Battle 1: Meeting Engagement

Two opposing armies rush to secure a strategically important area; and they arrive at the same time. As they meet, each army seeks to gain the advantage as it scrambles to deploy from its column of march as effectively as it can.

Scenario special rules

Armies

With your opponent, agree a maximum points value limit for the battle. Then build your army within this limit.

Maps

  • Standard deployment edges.

  • No deployment zones.

Deployment map for the Meeting Engagement scenario (long deployment edge)
Figure 1. Long deployment edge
Deployment map for the Meeting Engagement scenario (short deployment edge)
Figure 2. Short deployment edge
Deployment map for the Meeting Engagement scenario (corner deployment edge)
Figure 3. Corner deployment edge

Setup

  1. Set up terrain in the standard way.

  2. Determine which player gets to choose their deployment edge/zone in the standard way. That player must then choose the deployment edge/zone that they prefer, and their opponent gets the opposite edge/zone (see Maps).

  3. Choose your objectives, as follows:

    • Each player must have one objective per 500 points in their army (round fractions up). You may each choose up to one Rescue objective — the rest must all be Take & Hold.

      Example 1. Number of objectives

      In a game with a limit of 1,800 points for each army, you will each have four objectives.

  4. Place your objective markers in the standard way.

Disposition of forces

Determine the disposition of your forces.

  1. Place all of your Flyer detachments in Reserves.

  2. If you have any detachments that qualify for the Reserves rules on their own merit, place them in Reserves.

  3. Keep all of your other detachments at hand for your initial deployment.

Initial deployment

Do not deploy any detachments yet. Instead, place HQ units to indicate where the detachments you kept at hand will enter play during the first turn of the game.

Start with the player whose army has the lower Strategy Rating and alternate between you until there are no more HQ units to place:

  1. Pick an HQ unit to be first, and place it to indicate any point along your deployment edge.

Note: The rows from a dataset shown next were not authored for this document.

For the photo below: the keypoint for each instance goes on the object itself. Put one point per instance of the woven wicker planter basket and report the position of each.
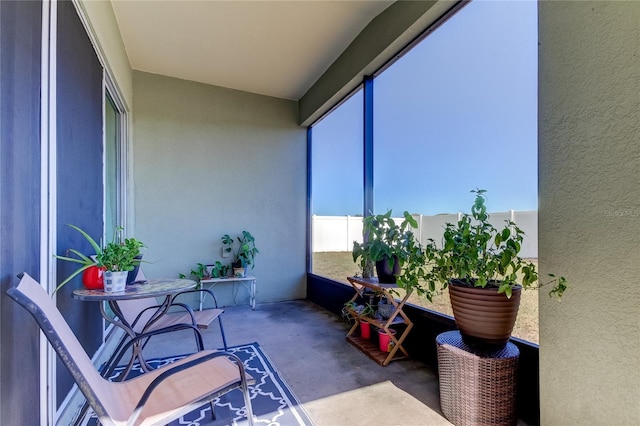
(477, 387)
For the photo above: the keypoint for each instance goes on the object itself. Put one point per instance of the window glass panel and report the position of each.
(113, 172)
(459, 112)
(112, 167)
(337, 188)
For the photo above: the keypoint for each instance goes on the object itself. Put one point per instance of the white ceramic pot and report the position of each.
(115, 281)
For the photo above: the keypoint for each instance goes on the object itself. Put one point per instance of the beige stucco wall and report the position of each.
(211, 161)
(104, 28)
(589, 216)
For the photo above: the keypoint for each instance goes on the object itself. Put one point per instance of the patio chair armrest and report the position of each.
(135, 321)
(177, 369)
(199, 290)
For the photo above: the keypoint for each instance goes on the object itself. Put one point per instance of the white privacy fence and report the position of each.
(337, 233)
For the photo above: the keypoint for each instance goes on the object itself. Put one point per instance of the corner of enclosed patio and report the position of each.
(186, 121)
(330, 382)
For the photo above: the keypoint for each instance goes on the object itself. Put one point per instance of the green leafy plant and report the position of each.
(385, 239)
(118, 255)
(475, 253)
(246, 250)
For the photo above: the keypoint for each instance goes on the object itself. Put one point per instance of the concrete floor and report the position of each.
(336, 383)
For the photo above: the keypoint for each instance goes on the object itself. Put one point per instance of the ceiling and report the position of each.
(274, 48)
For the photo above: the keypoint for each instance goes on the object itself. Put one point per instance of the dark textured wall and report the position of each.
(79, 166)
(20, 29)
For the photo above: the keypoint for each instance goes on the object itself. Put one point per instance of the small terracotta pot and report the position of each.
(384, 340)
(484, 316)
(92, 278)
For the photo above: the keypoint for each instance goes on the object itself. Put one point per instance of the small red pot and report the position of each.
(365, 330)
(92, 278)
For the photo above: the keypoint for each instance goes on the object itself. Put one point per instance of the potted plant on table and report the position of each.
(116, 259)
(245, 254)
(481, 267)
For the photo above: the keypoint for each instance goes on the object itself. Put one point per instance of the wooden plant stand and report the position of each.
(397, 317)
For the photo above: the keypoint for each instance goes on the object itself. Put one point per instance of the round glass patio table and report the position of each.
(140, 290)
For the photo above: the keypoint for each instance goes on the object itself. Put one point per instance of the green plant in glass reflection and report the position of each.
(386, 241)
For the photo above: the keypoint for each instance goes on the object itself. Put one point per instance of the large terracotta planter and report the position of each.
(483, 316)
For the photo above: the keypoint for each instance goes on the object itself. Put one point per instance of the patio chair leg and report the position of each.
(224, 339)
(213, 410)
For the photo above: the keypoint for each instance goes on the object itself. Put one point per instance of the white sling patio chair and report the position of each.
(154, 398)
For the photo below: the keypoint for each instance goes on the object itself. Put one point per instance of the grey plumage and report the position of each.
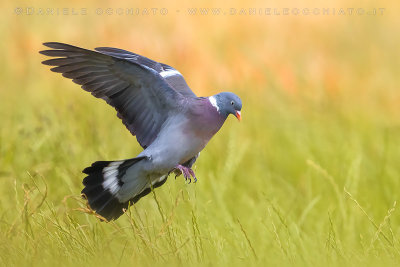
(156, 105)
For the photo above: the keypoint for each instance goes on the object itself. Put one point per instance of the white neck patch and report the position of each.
(213, 102)
(169, 73)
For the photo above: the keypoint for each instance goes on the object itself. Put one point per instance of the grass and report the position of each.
(309, 177)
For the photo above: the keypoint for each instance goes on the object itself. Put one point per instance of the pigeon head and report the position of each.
(227, 103)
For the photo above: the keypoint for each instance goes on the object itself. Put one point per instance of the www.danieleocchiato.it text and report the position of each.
(163, 11)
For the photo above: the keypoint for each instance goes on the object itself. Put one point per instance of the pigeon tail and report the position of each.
(103, 183)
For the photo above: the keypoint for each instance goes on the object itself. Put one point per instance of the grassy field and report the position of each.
(310, 177)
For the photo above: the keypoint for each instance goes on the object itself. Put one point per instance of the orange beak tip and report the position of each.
(238, 115)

  2. Each other HQ unit you place must indicate a point that is on your deployment edge and within 15 cm of the point that your first HQ unit indicates. You may 'stack' multiple HQ units in a column, to indicate the same point on your deployment edge — you might want to do this where a road crosses the table edge, for example.

  3. Each player may choose one detachment per 1,000 points of the maximum points value limit (or part thereof — round up) to be a flanking detachment, if they wish. You may place the HQ units of your flanking detachments to indicate any point along your deployment edge, rather than only within 15 cm of the point you indicated with the first HQ unit you placed.

Play the game

Start the game in the usual way: Proceed to the Start phase.

When you reach the first Movement phase and it is your turn to complete your moves, put into play the detachments that correspond to the HQ units you placed. Each time you put a detachment into play, measure the movement of its units — including its HQ unit — from the point that its HQ unit indicates on your deployment edge.

Aside from Reserves detachments, any detachment that does not enter play in the first turn counts as destroyed — deduct the detachment’s Morale value from your Army Morale total, as normal for a destroyed detachment. [1] [2]

Game length and victory conditions

Standard Army Morale win conditions apply: At the end of the Rally phase, if a player has an Army Morale value of zero or less then the game ends and the other player is the winner. [3]

  • If this hasn’t happened by the end of the 4th turn, then the player with the higher Army Morale value wins a 'tactical victory'.

  • Or, if you both agree, you could play for as many turns as it takes until a player’s Army Morale value drops to 0.

  • Either way, if both players' Army Morale values drop to 0 or less on the same turn, then the player with the higher Army Morale value wins a 'tactical victory'.


1. We consider the detachment to be 'destroyed' for the sake of the battle, but not for the war. That is, treat the detachment as destroyed for all rules purposes in the current game — but not for future games, if you’re playing a campaign.
2. Difference from Epic 40,000:  The original text for this scenario is ambiguous as it merely states that such detachments 'are lost'. We’ve defined consequences that are consistent with other unusual but similar situations that we’ve defined elsewhere.
3. Difference from Epic 40,000:  In a strict interpretation of the original text for this scenario, you might end the game as soon as a player’s Army Morale value reaches 0, whenever that happens during a game turn. However, we think it is more consistent with other rules, more fair, and probably the original intent, to complete the turn sequence and determine the overall game state only at step R4. Check the game end conditions, as usual. So, we’ve made the text clear in this respect.